I'm couriers - is is possible to make a host based routing whit ipfw or similar? 

I know that this would be difficult specially while I only have one public IP. 

Best regards
 Henrik Nielsen


----------



## SirDice (Sep 20, 2009)

Typically firewalls don't route anything. It's the routing tables that dictate where traffic is routed too.


----------



## DutchDaemon (Sep 20, 2009)

You can boot with static routes by using route statements in rc.conf.
route(8)
rc.conf(5), search for 'static_routes'


----------



## HJess (Sep 20, 2009)

sorry.. i ment natd

regarding the use of the route (8) the problem is how to route from a specific host? - It's quite easy to route from a given public IP to a local ip etc etc, but my problem is I only have one public IP and looking for a method to route on hosted based..

The issue is .. i need somehow to do this..
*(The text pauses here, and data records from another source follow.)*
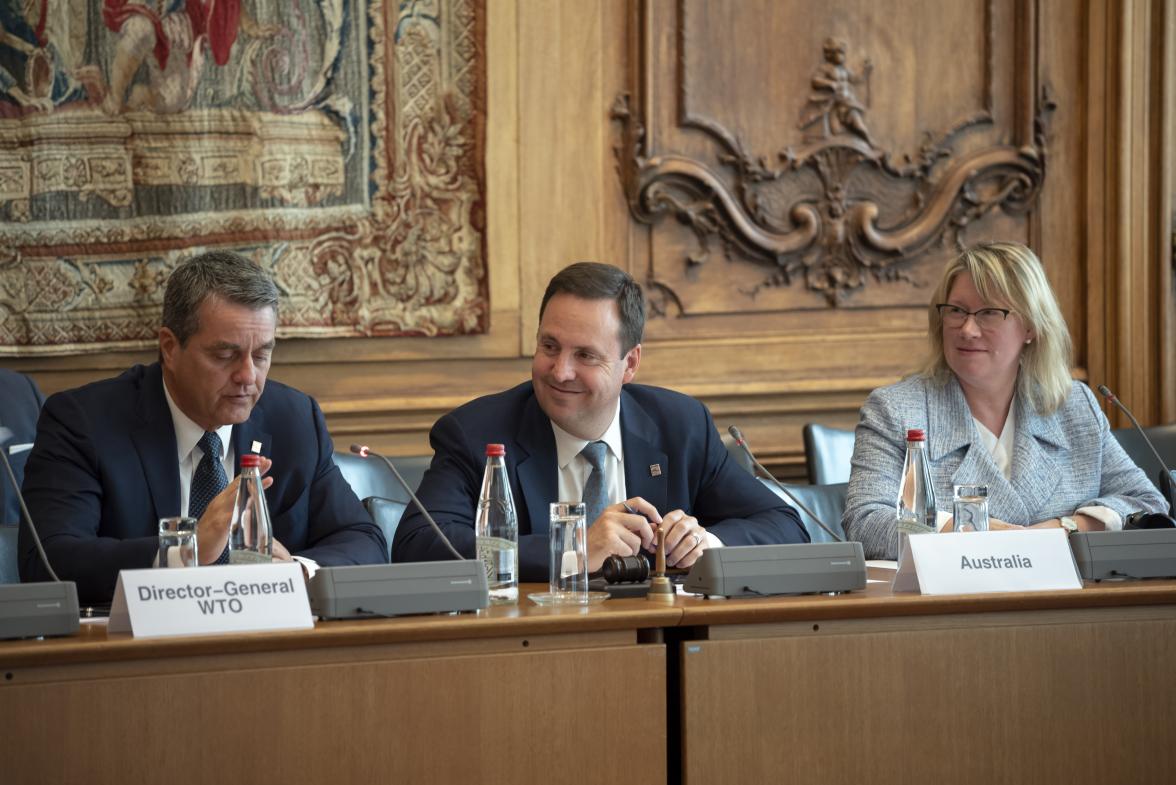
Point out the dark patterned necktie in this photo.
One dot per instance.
(207, 481)
(595, 497)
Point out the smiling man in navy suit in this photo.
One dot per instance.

<Internet> /----/ <Domain> /---/ 192.168.1.1
<Internet> /----/ <Sub. Domain><Domain>  /---/ 192.168.2.1

The problem is that I dont have a spare IP for the subdomain, so I'm looking for a way for forward the requests to another local IP..


----------



## Alt (Sep 20, 2009)

Its not exactly what you asking for, but you can try to use 'nginx' proxying webserver (www/nginx) - its really easy with it.


----------



## HJess (Sep 20, 2009)

Hi alt,

The issue is that it's all the services i want to do.. ircd,smtp,www etc etc..

Its really not proxy related, as I'm talking about different servers and different hosts.


----------



## DutchDaemon (Sep 20, 2009)

With only one public IP you can only redirect one service to one internal host, so public_ip:25 -> internal_ip_1:25, and public_ip:80 -> internal_ip2:80. One service, one host. Jails typically work this way, but also setups with several internal servers on a DMZ/LAN. If you have two smtp servers you're out of luck. You can only attach one to public_ip:25 (well, you could do something with round-robin routing I guess).

You can run several physical webservers behind a single port 80, but you'd need a reverse proxy like Squid or nginx to differentiate between the different Hosts being requested.


----------



## aragon (Sep 20, 2009)

What you're asking for is impossible.  You need another IP address or you have to resort to using non-standard ports.


----------



## HJess (Sep 20, 2009)

DutchDaemon said:
			
		

> With only one public IP you can only redirect one service to one internal host, so public_ip:25 -> internal_ip_1:25, and public_ip:80 -> internal_ip2:80. One service, one host. Jails typically work this way, but also setups with several internal servers on a DMZ/LAN. If you have two smtp servers you're out of luck. You can only attach one to public_ip:25 (well, you could do something with round-robin routing I guess).
> 
> You can run several physical webservers behind a single port 80, but you'd need a reverse proxy like Squid or nginx to differentiate between the different Hosts being requested.



Thanks for the help! 
I will try to look into round-robin but as told, I think I'm up to a impossible task (specially when looking into reserve ip)..


----------